The fifth Root Race to emerge was the Aryans and was found across the world at the time she was writing.[287][292] She believed that the fifth Race would come to be replaced by the sixth, which would be heralded by the arrival of Maitreya, a figure from Mahayana Buddhist mythology.[293] She further believed that humanity would eventually develop into the final, seventh Root Race.[287][294] Lachman suggested that by reading Blavatsky's cosmogonical claims as a literal account of history, "we may be doing it a disservice."[287] He instead suggested that it could be read as Blavatsky's attempt to formulate "a new myth for the modern age, or as a huge, fantastic science fiction story".[287]
Blavatsky taught that humans composed of three separate parts: a divine spark, an astral fluid body, and the physical body.[295] Later Blavatsky proclaimed the septenary of Man and Universe.[296] According to Blavatsky, man is composed of seven parts: Atma, Buddhi, Manas, Kama rupa, Linga sharira, Prana, and Sthula sharira.[296] In Isis Unveiled, Blavatsky denied that humans would be reincarnated back on the Earth after physical death.[297] However, by the time that she had authored The Secret Doctrine, she had changed her opinion on this issue, likely influenced by her time in India.[298] Here, she stated that the law of reincarnation was governed by karma, with humanity's final purpose being the emancipation of the soul from the cycle of death and rebirth.[299] She believed that knowledge of karma would ensure that human beings lived according to moral principles, arguing that it provided a far greater basis for moral action that Christian doctrine.[300] Blavatsky wrote, in Isis Unveiled, that Spiritualism "alone offers a possible last refuge of compromise between" the "revealed religions and materialistic philosophies". While she acknowledged that fanatic believers "remained blind to its imperfections", she wrote that such a fact was "no excuse to doubt its reality" and asserted that Spiritualist fanaticism was "itself a proof of the genuineness and possibility of their phenomena".[301]
Goodrick-Clarke noted that Blavatsky's cosmology contained all four of the prime characteristics of Western esotericism that had been identified by the scholar Antoine Faivre: "(a) correspondences between all parts of the universe, the macrocosm and microcosm; (b) living nature as a complex, plural, hierarchical, and animate whole; (c) imagination and mediations in the form of intermediary spirits, symbols, and mandalas; and (d) the experience of transmutation of the soul through purification and ascent."[302]
Reception
"[Blavatsky was] one of the most significant, controversial, and
prolific of modern esotericists... It is more than evident that,
whatever one thinks of the more flamboyant aspects of this remarkable
and many-sided woman, she possessed a keen intellect and a wide-ranging
vision of what occultism could be in the modern world."

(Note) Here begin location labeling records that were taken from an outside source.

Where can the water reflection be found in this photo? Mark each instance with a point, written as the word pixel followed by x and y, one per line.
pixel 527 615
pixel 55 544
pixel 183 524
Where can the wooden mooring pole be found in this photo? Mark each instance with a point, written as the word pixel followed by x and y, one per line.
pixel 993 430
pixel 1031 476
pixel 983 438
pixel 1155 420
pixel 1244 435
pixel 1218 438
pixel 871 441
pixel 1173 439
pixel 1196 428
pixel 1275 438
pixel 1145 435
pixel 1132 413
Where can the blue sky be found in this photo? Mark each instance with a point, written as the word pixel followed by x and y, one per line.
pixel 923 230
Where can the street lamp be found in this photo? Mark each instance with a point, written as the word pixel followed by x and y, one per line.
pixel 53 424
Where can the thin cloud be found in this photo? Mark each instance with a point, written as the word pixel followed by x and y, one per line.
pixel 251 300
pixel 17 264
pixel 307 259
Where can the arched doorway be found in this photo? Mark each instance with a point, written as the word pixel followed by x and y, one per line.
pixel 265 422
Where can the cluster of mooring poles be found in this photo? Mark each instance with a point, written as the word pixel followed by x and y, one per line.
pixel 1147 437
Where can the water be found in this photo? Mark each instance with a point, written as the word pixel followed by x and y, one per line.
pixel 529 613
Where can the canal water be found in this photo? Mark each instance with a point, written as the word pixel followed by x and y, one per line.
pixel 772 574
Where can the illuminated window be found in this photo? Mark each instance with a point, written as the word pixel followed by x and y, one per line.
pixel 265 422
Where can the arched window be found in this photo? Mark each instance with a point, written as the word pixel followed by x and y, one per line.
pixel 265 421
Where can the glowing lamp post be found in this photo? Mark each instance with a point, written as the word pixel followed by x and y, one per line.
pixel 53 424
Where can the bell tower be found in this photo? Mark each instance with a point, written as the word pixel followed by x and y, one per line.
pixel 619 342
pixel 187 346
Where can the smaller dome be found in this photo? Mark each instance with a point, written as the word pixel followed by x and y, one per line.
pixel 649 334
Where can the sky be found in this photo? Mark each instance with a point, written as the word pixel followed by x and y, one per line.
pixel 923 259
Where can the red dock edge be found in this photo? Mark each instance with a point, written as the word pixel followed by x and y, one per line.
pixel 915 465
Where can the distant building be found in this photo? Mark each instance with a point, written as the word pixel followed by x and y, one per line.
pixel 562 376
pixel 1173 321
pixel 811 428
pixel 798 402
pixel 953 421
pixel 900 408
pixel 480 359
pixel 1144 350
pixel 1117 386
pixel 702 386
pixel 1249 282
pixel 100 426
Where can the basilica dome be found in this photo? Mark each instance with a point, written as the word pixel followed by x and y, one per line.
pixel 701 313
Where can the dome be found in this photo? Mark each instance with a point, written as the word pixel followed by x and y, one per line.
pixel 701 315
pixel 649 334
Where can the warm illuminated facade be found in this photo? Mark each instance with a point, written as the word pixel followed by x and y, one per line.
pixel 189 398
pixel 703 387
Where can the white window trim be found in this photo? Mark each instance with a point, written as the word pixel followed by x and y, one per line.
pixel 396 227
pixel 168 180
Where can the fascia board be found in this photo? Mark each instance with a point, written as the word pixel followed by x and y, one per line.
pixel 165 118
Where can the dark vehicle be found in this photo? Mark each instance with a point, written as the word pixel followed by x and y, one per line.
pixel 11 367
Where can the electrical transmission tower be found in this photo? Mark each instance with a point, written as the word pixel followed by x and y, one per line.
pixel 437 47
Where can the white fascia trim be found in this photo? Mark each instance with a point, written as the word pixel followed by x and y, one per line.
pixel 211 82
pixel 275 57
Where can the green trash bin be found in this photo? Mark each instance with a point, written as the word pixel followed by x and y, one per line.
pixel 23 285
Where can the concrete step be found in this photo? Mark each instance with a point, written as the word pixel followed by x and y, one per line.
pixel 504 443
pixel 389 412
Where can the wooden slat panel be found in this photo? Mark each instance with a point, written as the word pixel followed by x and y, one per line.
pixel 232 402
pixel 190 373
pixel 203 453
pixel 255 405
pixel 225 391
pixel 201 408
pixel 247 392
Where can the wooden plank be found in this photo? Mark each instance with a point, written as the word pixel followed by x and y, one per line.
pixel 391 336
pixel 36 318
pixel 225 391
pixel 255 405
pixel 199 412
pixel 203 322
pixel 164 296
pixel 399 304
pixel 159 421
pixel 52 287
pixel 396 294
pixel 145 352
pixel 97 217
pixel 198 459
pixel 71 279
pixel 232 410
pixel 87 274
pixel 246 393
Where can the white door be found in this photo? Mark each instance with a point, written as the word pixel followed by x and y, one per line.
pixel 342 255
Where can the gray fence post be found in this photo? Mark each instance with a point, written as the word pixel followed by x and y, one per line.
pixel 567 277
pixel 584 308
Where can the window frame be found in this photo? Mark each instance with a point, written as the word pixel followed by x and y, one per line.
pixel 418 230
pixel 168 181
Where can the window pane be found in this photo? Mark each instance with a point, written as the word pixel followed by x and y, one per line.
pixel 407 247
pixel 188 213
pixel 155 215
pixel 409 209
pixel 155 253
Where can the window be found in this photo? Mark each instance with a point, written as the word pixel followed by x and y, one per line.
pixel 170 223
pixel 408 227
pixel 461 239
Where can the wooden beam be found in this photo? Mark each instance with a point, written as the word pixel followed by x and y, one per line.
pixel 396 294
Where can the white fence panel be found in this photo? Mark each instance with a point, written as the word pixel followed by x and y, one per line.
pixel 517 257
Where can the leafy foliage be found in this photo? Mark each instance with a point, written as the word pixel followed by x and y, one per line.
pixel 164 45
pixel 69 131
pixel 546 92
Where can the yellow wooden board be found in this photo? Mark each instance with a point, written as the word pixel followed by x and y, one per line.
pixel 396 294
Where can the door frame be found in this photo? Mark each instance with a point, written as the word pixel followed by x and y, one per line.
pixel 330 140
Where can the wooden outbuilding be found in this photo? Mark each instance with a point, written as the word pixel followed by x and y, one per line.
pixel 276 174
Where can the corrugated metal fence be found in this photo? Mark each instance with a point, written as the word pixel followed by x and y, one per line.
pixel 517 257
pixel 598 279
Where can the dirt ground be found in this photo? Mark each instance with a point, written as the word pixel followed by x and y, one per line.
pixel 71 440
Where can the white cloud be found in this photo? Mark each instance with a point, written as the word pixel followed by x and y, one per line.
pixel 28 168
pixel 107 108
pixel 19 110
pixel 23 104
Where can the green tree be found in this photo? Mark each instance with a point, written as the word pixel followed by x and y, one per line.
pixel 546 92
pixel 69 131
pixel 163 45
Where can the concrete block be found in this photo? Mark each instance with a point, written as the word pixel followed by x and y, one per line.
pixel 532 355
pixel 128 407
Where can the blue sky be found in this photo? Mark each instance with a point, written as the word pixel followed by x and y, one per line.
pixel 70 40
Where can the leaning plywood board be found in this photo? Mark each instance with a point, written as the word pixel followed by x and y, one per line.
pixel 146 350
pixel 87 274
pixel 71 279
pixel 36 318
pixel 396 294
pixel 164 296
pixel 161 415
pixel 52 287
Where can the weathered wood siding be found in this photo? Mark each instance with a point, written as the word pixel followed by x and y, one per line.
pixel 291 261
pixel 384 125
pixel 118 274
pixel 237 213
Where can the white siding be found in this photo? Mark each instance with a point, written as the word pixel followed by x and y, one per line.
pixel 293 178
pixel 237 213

Various authors have questioned the authenticity of her writings, citing evidence that they are heavily plagiarized from older esoteric sources,[308][309][310][311] pronouncing her claim of the existence of masters of wisdom to be utterly false, and accusing her of being a charlatan, a false medium, and a falsifier of letters.[312][313] Her supporters claimed most of the accusations were undocumented. The Eastern literature scholar Arthur Lillie published a long list of extracts from mystic works next to extracts from Blavatsky's writings purporting to show her extensive plagiarism in his book "Madame Blavatsky and her Theosophy". Lillie also analysed the Mahatma letters and asserted they had been written by Blavatsky, based on certain peculiarities of expression and spelling.[314][172] The traditionalist René Guénon wrote a detailed critique of Theosophy, in which he claimed that Blavatsky had acquired all her knowledge naturally from other books, not from any supernatural masters.[308] Carl Jung virulently criticized her work. Agehananda Bharati dismissed it as "a melee of horrendous hogwash and of fertile inventions of inane esoterica". Mircea Eliade suggested that her theory of spiritual evolution contradicts the entire spirit of Eastern tradition, which is "precisely an anti-evolutionist conception of the spiritual life".[315] After her death, Blavatsky continued to be accused of having fraudulently produced paranormal phenomena by skeptics such as John Nevil Maskelyne,[316] Robert Todd Carroll,[317] and James Randi.[318]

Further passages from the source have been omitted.